Sem dúvida que o sufrágio universal é, efetivamente, uma conquista democrática. Porém uma conquista permanentemente ameaçada, que se deu à custa de intensas e prolongadas lutas sociais e nunca por opção da classe dominante. A democracia, porém, não pode ser reduzida ao sufrágio. Um regime político não pode ser compreendido apenas pela presença ou somatória de mecanismos democráticos tais como sufrágio universal, liberdade partidária, divisão de poderes. Os mecanismos são apenas um meio para regular os conflitos sociais e políticos de uma sociedade. A compreensão de um regime político exige atentar para seu conteúdo.
Quais são os interesses sociais que um regime representa? Embora na forma os mecanismos sejam “democráticos”, no conteúdo existem somente para manter em pé a estrutura de classes, a exploração econômica, a exclusão social, os privilégios da elite, a concentração do capital e o controle do poder econômico, se possível com a desão sem revoltas ou, pelo menos, com a apatia dos pobres e explorados.

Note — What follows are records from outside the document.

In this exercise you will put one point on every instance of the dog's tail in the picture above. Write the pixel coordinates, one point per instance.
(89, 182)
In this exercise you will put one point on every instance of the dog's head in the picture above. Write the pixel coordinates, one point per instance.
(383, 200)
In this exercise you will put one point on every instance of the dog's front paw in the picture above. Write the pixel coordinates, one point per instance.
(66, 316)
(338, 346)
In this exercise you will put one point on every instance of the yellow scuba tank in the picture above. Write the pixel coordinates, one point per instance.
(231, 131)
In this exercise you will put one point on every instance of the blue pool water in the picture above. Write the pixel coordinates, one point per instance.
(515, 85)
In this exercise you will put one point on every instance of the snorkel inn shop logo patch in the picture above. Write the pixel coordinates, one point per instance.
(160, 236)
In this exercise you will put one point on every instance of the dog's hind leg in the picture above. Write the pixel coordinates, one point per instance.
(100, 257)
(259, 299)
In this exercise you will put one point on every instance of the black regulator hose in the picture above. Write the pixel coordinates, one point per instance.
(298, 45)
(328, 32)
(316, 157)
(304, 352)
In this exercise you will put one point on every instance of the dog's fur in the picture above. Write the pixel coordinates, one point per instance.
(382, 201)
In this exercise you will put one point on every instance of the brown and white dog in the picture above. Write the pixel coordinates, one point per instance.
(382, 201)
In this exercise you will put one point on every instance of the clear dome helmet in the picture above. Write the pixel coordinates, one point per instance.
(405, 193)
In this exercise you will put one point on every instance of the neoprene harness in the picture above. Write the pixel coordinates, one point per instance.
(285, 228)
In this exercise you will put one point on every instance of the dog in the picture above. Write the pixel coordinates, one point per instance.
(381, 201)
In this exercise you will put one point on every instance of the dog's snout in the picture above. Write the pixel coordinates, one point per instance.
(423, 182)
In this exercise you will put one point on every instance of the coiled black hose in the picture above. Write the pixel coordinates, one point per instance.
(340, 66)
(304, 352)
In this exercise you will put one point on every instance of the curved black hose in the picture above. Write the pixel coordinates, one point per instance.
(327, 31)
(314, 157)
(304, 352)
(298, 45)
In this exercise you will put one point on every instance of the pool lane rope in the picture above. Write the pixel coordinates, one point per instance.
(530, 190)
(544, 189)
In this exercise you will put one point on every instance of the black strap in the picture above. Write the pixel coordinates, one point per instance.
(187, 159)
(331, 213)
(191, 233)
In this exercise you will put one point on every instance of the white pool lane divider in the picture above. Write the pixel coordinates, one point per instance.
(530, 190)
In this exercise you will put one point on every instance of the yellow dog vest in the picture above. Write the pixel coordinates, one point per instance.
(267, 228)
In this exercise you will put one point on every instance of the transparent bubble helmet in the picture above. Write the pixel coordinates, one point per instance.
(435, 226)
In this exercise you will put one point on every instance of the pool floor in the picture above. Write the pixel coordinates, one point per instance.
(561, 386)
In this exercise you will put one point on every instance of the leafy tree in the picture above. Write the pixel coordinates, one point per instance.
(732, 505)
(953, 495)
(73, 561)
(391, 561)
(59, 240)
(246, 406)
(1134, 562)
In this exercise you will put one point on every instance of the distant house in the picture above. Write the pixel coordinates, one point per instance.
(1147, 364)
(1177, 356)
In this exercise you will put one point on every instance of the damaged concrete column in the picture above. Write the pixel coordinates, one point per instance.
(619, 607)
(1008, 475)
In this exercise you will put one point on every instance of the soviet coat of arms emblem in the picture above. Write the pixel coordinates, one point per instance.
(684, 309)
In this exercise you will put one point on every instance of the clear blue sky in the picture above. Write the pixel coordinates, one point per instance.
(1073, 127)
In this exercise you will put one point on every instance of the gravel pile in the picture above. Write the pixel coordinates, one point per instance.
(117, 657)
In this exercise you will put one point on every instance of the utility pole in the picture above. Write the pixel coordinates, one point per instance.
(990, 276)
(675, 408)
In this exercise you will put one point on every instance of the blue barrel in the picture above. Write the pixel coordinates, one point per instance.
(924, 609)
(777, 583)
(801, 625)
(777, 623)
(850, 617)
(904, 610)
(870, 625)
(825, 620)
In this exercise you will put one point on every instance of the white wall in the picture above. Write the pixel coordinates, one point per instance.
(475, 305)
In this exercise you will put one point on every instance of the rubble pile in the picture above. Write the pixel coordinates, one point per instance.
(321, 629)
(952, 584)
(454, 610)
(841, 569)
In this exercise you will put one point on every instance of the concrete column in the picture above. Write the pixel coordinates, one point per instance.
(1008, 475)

A conclusão é clara. Não há democracia plena sob o capitalismo, uma vez que as decisões que dizem respeito à própria existência da maioria da população – os trabalhadores – estão fora do alcance de sua intervenção, que permance totalmente controlada pela propriedade privada. Eis porque o preço da resolução da contradição entre capitalismo e democracia tem sido a degradação de nossas aspirações democráticas a mínimo absoluto.
Interesses e Conflitos
O segundo ensinamento de Florestan é que que as classes proprietárias somente podem conviver com uma democracia formal, na qual as margens de decisão política são estreitas e podem ser exercidas somente se não afetarem as bases determinantes da política e economia. E sob a forma de dominação por meio das democracias formais, as classes dominantes apostam em um Estado que exerça o papel de cooptação, marginalização, atomização, contenção e fracionamento dos processos de organização da luta popular, reservando a criminalização e a repressão aos setores que não aceitam suas regras.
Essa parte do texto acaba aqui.